Thursday, November 10, 2005

230 Years of Love


More years ago than I care to admit, and hardly believe, a Marine whose name I have shamefully forgotten, but whose war-wearied face and super-confident carriage I shall never, challenged me to do something meaningful with my adult life. To that point I had been immersed in the culture of the para-military organization in which my father was a career member, and whose name shall be withheld save it's initials: USAF. I was going to be a fighter pilot. My buddies and I lived and breathed light blue, and dreamed about dogfighting. When that hard-bitten Marine heard what I had my heart set on he scoffed, "Jets are for kids" adding unprintable emphatic language that rolled off his tongue in a practiced way I had never heard but to which I would later become all too accustomed. "Do you want to play for the rest of your life or do you want to make a difference?" His challenge (read: trap) was perfectly laid at the feet of an 18 year-old who was already naively convinced he had a destiny.
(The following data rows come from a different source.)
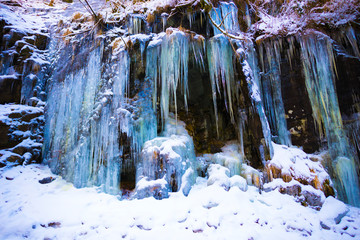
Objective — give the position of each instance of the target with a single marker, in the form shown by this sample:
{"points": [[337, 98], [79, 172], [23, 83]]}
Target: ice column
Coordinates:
{"points": [[319, 68]]}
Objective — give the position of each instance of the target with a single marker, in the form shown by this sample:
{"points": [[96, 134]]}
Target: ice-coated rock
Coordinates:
{"points": [[332, 212], [238, 181], [219, 175]]}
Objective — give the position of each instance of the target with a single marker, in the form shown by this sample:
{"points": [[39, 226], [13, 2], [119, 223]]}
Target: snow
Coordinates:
{"points": [[21, 110], [295, 162], [57, 210], [332, 211]]}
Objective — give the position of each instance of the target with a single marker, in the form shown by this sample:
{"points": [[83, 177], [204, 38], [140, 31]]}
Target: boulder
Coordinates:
{"points": [[332, 212]]}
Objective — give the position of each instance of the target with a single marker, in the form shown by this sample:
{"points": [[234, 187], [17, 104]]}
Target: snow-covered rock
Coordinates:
{"points": [[219, 175], [238, 181], [292, 163], [332, 212]]}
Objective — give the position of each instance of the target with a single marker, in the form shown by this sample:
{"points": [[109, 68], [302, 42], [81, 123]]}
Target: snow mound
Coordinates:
{"points": [[58, 210], [332, 212]]}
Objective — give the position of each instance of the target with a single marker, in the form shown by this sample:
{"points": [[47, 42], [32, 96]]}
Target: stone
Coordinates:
{"points": [[46, 180], [332, 212], [10, 88]]}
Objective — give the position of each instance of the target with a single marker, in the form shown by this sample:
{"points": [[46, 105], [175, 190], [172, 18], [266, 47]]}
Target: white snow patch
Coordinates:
{"points": [[57, 210]]}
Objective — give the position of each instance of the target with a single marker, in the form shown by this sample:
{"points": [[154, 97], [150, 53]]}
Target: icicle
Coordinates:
{"points": [[221, 68], [164, 17], [318, 63], [225, 16], [135, 24], [174, 70], [252, 75], [350, 35], [271, 90]]}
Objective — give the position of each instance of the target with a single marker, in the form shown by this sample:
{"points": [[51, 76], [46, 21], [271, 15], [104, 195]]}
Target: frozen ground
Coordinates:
{"points": [[57, 210]]}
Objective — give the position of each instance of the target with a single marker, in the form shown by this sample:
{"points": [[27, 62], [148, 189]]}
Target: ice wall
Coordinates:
{"points": [[319, 69]]}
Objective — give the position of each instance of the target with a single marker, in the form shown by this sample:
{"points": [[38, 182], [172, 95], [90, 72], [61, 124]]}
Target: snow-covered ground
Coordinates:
{"points": [[57, 210]]}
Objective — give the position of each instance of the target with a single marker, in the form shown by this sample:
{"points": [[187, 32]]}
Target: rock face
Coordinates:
{"points": [[141, 96], [291, 164], [22, 60], [21, 129]]}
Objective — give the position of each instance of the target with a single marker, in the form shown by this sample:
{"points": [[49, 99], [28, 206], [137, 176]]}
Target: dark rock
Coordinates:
{"points": [[30, 115], [12, 3], [312, 199], [15, 115], [4, 139], [41, 41], [20, 149], [293, 190], [46, 180], [54, 224], [14, 158], [10, 88]]}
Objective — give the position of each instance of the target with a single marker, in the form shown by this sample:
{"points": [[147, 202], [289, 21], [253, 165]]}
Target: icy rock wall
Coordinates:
{"points": [[319, 69], [102, 122]]}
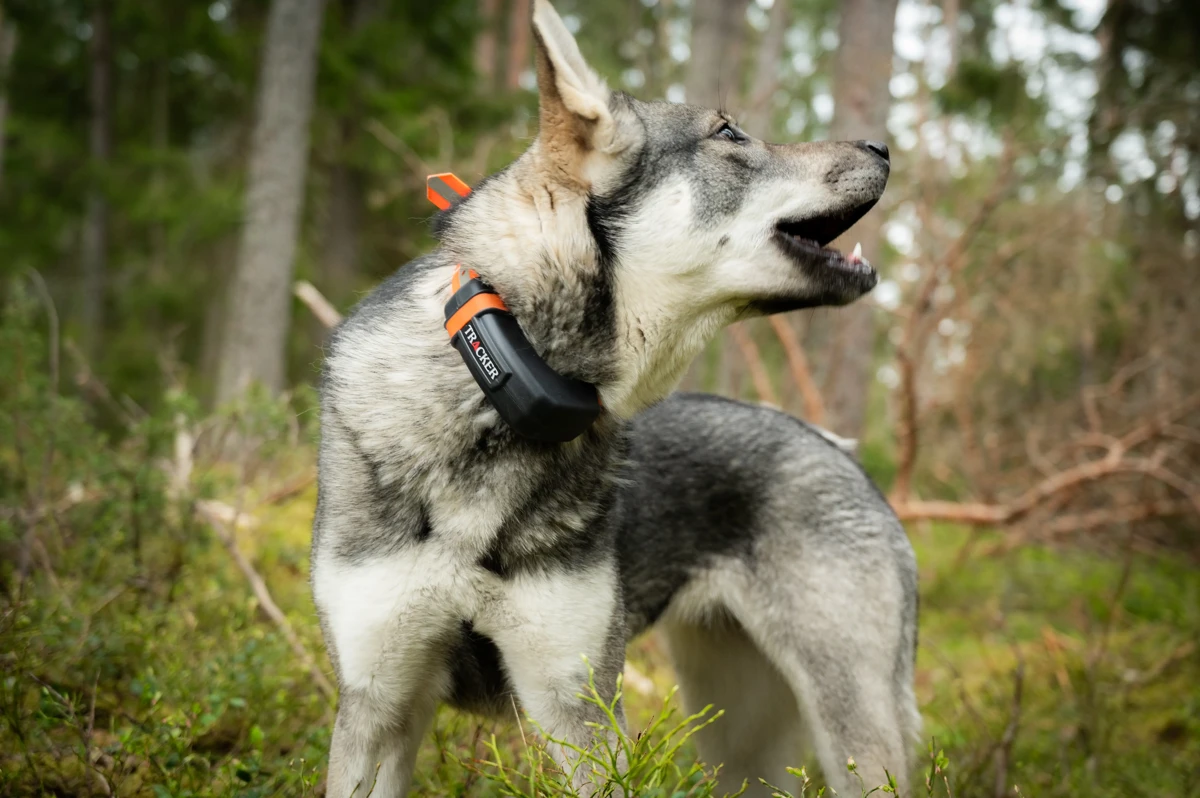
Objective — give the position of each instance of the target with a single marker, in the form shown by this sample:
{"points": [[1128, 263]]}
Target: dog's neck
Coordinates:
{"points": [[531, 239]]}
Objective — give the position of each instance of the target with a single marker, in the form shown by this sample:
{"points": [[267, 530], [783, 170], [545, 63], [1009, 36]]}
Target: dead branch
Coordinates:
{"points": [[762, 385], [917, 328], [264, 598], [798, 366], [316, 301]]}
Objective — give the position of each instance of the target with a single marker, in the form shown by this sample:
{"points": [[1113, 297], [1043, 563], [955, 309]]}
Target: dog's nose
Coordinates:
{"points": [[877, 148]]}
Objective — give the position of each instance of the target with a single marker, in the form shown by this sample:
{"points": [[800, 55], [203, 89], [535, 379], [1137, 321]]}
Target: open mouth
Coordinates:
{"points": [[808, 240]]}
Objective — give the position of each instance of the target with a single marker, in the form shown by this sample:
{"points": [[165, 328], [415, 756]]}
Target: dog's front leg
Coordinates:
{"points": [[388, 624], [546, 623]]}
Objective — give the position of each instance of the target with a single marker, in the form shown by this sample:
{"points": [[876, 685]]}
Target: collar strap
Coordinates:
{"points": [[532, 397]]}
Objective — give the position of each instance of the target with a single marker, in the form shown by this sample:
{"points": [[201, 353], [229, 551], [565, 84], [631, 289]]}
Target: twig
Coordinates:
{"points": [[265, 601], [762, 385], [1005, 750], [316, 301], [802, 375]]}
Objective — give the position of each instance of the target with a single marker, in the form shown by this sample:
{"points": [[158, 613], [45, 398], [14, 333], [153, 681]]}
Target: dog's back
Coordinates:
{"points": [[778, 570]]}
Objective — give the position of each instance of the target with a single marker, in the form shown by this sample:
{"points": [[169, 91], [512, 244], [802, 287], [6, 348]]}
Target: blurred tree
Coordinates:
{"points": [[714, 70], [346, 198], [100, 147], [255, 335], [7, 47], [862, 97]]}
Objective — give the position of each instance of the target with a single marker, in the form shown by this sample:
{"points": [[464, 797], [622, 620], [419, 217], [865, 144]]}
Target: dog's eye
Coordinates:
{"points": [[729, 133]]}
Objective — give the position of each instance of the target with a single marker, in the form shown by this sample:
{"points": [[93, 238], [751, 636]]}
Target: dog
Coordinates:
{"points": [[456, 561]]}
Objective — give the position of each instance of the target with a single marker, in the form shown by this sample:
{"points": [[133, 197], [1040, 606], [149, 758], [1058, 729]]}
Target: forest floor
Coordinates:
{"points": [[149, 669]]}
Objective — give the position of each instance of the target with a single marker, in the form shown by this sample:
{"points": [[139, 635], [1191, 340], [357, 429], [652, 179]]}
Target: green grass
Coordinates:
{"points": [[178, 687], [135, 660]]}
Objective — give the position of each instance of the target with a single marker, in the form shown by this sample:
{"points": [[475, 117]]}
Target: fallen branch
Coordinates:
{"points": [[264, 597]]}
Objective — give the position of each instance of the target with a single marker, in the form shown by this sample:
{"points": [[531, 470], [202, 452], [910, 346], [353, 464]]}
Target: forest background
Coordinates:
{"points": [[191, 193]]}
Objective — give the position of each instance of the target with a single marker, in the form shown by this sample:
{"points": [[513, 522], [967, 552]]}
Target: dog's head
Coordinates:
{"points": [[661, 223]]}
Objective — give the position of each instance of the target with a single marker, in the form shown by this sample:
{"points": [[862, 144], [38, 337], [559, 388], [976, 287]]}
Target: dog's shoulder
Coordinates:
{"points": [[388, 298]]}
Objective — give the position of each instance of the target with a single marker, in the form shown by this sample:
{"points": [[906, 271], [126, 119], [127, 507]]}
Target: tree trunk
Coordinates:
{"points": [[346, 207], [160, 139], [255, 339], [520, 29], [346, 202], [100, 147], [7, 48], [756, 117], [485, 43], [862, 99], [718, 29]]}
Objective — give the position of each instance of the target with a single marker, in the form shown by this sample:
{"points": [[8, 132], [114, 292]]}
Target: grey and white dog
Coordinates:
{"points": [[457, 562]]}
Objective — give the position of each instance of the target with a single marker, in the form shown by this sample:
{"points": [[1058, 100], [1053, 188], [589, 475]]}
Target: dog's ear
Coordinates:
{"points": [[575, 113]]}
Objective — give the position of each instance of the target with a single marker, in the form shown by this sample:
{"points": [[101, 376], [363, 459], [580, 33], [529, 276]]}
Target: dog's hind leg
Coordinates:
{"points": [[845, 653], [389, 628], [375, 744], [545, 623], [760, 735]]}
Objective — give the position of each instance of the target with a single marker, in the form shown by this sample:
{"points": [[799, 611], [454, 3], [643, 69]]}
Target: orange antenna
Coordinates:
{"points": [[444, 190]]}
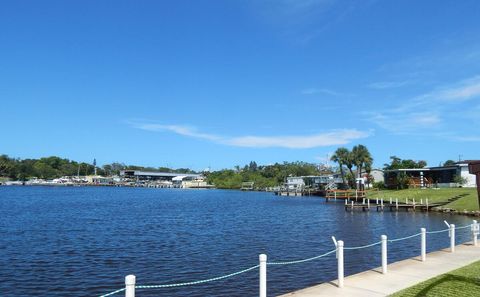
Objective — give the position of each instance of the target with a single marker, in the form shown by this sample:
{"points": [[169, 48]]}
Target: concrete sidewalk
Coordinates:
{"points": [[401, 275]]}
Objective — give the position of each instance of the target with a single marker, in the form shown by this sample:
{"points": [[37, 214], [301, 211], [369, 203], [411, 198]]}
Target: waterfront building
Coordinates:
{"points": [[438, 177]]}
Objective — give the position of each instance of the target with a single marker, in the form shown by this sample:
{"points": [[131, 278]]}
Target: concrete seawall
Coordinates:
{"points": [[401, 275]]}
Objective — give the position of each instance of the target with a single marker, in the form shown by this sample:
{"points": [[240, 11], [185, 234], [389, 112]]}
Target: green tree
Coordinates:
{"points": [[361, 158], [341, 156]]}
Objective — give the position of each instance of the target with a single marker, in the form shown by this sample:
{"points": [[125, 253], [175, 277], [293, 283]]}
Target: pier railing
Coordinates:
{"points": [[131, 286]]}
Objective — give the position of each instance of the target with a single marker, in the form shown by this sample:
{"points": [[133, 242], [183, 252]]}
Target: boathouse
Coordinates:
{"points": [[432, 177]]}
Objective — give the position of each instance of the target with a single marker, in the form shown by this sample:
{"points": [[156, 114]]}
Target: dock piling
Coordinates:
{"points": [[340, 263], [263, 275], [475, 230], [423, 249], [130, 285], [384, 253], [451, 234]]}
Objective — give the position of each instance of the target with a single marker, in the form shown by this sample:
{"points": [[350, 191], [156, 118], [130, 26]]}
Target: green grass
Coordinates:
{"points": [[464, 281], [468, 202]]}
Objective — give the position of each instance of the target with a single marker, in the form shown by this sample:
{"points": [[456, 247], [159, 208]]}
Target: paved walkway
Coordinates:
{"points": [[401, 275]]}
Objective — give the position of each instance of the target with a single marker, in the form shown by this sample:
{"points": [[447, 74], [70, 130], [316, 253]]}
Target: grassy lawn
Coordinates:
{"points": [[468, 201], [464, 281]]}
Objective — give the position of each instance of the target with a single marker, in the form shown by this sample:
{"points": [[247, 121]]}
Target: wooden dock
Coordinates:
{"points": [[368, 204]]}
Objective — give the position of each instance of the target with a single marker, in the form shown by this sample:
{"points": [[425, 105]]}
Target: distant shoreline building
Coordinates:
{"points": [[437, 177]]}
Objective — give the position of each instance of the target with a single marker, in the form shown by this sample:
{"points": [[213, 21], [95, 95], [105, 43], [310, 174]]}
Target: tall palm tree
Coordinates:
{"points": [[341, 157]]}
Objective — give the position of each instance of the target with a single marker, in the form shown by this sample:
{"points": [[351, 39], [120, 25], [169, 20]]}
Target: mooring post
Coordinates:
{"points": [[475, 229], [384, 253], [340, 263], [130, 285], [423, 249], [263, 275]]}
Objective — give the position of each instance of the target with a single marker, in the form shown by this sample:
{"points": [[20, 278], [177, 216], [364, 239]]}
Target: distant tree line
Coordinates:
{"points": [[55, 167], [262, 176], [359, 158]]}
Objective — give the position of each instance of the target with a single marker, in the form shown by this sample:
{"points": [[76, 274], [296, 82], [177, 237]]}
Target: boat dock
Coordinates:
{"points": [[379, 205]]}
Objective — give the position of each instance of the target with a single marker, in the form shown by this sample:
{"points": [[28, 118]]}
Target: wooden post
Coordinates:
{"points": [[340, 263], [474, 168], [263, 275], [130, 286], [384, 253]]}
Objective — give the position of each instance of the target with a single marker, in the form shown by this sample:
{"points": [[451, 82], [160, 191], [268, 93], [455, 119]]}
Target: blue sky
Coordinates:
{"points": [[220, 83]]}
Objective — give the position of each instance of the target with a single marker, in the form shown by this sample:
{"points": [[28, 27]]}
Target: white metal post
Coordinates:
{"points": [[452, 238], [263, 275], [130, 285], [475, 232], [423, 249], [384, 253], [340, 263]]}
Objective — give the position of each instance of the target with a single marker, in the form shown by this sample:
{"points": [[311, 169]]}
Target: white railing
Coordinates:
{"points": [[130, 280]]}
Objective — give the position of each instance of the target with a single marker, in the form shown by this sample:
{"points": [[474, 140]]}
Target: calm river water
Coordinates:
{"points": [[82, 241]]}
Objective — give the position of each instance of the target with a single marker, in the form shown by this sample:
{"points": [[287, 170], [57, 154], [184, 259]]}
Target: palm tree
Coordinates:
{"points": [[341, 156]]}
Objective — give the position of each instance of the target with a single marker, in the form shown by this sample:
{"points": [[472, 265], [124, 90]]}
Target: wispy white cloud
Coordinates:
{"points": [[405, 123], [388, 84], [466, 90], [314, 91], [428, 110], [302, 20], [335, 137], [178, 129], [470, 138]]}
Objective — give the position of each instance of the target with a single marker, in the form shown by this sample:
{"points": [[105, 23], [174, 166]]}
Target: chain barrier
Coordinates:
{"points": [[303, 260], [276, 263], [185, 283], [362, 247], [113, 293], [439, 231], [404, 238]]}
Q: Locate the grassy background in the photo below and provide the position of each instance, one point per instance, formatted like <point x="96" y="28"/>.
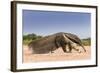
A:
<point x="28" y="38"/>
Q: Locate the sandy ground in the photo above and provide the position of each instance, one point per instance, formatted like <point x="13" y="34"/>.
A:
<point x="58" y="55"/>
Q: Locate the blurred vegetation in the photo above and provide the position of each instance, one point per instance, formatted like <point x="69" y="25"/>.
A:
<point x="29" y="37"/>
<point x="86" y="42"/>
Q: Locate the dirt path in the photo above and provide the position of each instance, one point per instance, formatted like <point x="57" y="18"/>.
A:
<point x="58" y="55"/>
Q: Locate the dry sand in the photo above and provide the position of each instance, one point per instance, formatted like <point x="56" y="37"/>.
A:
<point x="58" y="55"/>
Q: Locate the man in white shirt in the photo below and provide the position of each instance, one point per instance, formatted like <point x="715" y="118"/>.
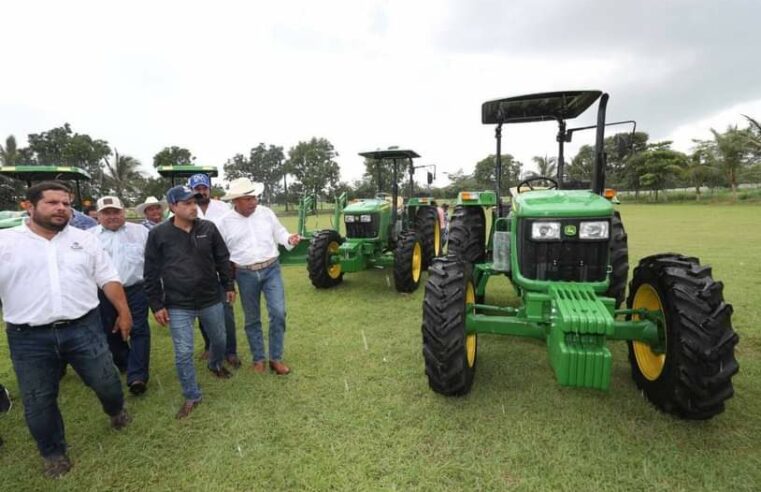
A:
<point x="49" y="289"/>
<point x="125" y="244"/>
<point x="252" y="233"/>
<point x="213" y="210"/>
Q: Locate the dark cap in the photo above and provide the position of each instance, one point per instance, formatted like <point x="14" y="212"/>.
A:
<point x="180" y="194"/>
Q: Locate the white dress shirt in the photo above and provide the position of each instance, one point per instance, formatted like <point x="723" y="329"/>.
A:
<point x="253" y="239"/>
<point x="126" y="247"/>
<point x="214" y="211"/>
<point x="43" y="281"/>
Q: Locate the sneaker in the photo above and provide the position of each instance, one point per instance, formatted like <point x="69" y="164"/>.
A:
<point x="234" y="361"/>
<point x="186" y="408"/>
<point x="221" y="373"/>
<point x="5" y="399"/>
<point x="137" y="388"/>
<point x="57" y="466"/>
<point x="120" y="420"/>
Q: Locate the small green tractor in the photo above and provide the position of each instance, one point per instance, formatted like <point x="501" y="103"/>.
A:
<point x="32" y="174"/>
<point x="380" y="232"/>
<point x="565" y="252"/>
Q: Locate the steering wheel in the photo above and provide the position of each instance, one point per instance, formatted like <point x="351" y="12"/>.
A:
<point x="527" y="182"/>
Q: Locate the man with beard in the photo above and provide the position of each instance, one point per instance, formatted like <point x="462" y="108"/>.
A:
<point x="213" y="210"/>
<point x="185" y="261"/>
<point x="125" y="244"/>
<point x="49" y="289"/>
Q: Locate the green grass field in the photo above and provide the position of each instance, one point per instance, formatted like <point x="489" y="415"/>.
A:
<point x="357" y="414"/>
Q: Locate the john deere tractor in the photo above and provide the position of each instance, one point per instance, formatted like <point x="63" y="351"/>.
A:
<point x="379" y="233"/>
<point x="565" y="252"/>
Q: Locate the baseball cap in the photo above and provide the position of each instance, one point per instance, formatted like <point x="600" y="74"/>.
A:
<point x="199" y="179"/>
<point x="109" y="202"/>
<point x="180" y="194"/>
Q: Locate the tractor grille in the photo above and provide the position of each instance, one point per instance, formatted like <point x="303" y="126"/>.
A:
<point x="568" y="259"/>
<point x="363" y="229"/>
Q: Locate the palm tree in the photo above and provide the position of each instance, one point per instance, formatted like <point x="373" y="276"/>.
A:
<point x="546" y="165"/>
<point x="9" y="155"/>
<point x="122" y="174"/>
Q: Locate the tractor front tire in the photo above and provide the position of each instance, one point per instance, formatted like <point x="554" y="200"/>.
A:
<point x="692" y="377"/>
<point x="429" y="231"/>
<point x="619" y="260"/>
<point x="408" y="262"/>
<point x="467" y="234"/>
<point x="322" y="272"/>
<point x="450" y="353"/>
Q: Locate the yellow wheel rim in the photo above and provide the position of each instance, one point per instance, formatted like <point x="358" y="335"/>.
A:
<point x="334" y="271"/>
<point x="650" y="364"/>
<point x="417" y="262"/>
<point x="436" y="239"/>
<point x="470" y="339"/>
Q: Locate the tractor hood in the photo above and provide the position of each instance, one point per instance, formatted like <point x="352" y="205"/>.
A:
<point x="367" y="206"/>
<point x="561" y="203"/>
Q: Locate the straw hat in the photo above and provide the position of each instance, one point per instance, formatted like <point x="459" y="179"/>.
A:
<point x="243" y="187"/>
<point x="151" y="200"/>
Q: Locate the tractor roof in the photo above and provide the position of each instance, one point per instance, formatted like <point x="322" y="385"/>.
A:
<point x="44" y="173"/>
<point x="545" y="106"/>
<point x="390" y="154"/>
<point x="187" y="171"/>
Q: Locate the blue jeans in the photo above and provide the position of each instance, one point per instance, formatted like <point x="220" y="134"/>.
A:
<point x="38" y="354"/>
<point x="181" y="325"/>
<point x="135" y="356"/>
<point x="251" y="285"/>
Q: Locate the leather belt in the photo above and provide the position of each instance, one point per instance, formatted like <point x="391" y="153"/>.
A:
<point x="55" y="324"/>
<point x="258" y="266"/>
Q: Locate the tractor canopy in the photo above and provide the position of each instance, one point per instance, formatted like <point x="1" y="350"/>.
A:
<point x="561" y="203"/>
<point x="545" y="106"/>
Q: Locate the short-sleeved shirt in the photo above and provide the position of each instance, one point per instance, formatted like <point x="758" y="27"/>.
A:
<point x="47" y="280"/>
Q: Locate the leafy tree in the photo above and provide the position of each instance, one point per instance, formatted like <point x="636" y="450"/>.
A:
<point x="733" y="153"/>
<point x="313" y="165"/>
<point x="174" y="156"/>
<point x="485" y="171"/>
<point x="121" y="176"/>
<point x="546" y="166"/>
<point x="264" y="164"/>
<point x="658" y="166"/>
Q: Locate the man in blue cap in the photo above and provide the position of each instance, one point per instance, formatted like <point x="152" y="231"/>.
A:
<point x="213" y="210"/>
<point x="185" y="261"/>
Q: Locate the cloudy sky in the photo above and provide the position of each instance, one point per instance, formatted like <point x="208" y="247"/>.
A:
<point x="220" y="77"/>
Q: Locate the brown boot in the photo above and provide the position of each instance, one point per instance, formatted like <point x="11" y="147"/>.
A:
<point x="279" y="368"/>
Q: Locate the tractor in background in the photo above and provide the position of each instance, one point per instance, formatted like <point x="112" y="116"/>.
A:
<point x="565" y="252"/>
<point x="380" y="232"/>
Had that Marine been an enlisted recruiter, I have no doubt that my high school graduation trip would have been to that sunny vacation isle hidden behind the tidal marshes of the South Carolina low country. Instead, a lackluster high school career was overlooked by a Vietnam-depleted Marine Corps who offered me a full-ride college scholarship in return for four year's service as an officer. It was a deal I couldn't refuse, and in the late summer of 1974 I packed the same trunk my father had 24 years earlier and headed off to Ole Miss. That's right, I really didn't go to college--I went to Ole Miss. Big difference. But I digress..., and will digress further...

My just retired NCO father seemed different in the days leading up to my departure from the nest. I finally asked him if he was unhappy that I was going into the Marine Corps. He responded, "No, it is just dawning on me that you are going to be a (add appropriate epithet here) officer."

At Ole Miss, I joined a disparate collection of scuzzy civilian boys becoming military men under the tutelage of a small cadre of Navy and Marine officers and men. It has taken thirty years to fully realize the remarkable and lasting transformation they wrought with their leadership. Our fraternity of Navy and Marine Corps officer candidates was drawn closer, and has remained so, than any other on campus. We were there first and foremost to get educations (or the close approximation Ole Miss offered) they told us. But we learned more from them than any professor on campus.

Graduating from college,and successful completion of a summer of pure physical and psychological fun (for our drill instructors, at least) on the banks of the Chopawamsic, granted me the President's pleasure and the congressional act of commissioning as a second lieutenant in the United States Marine Corps. I thereby joined an extended family of uncles, brothers, and sisters whose first names were Corporal, Captain, and Colonel, but who all answered to the same title: Marine. They taught me how to lead, they taught me how to fight, and they taught me how to love each other so much that laying down my life for one of them would not have occasioned a mili-second of hesitation.

I have been a lot of things in my life...husband, father (and now, wonderfully, granddaddy!), teacher, student, alumnus, teammate...and I will likely accumulate a lot of other descriptions over the course of the rest of my time on earth. But the one thing I will always and foremost be is a Marine.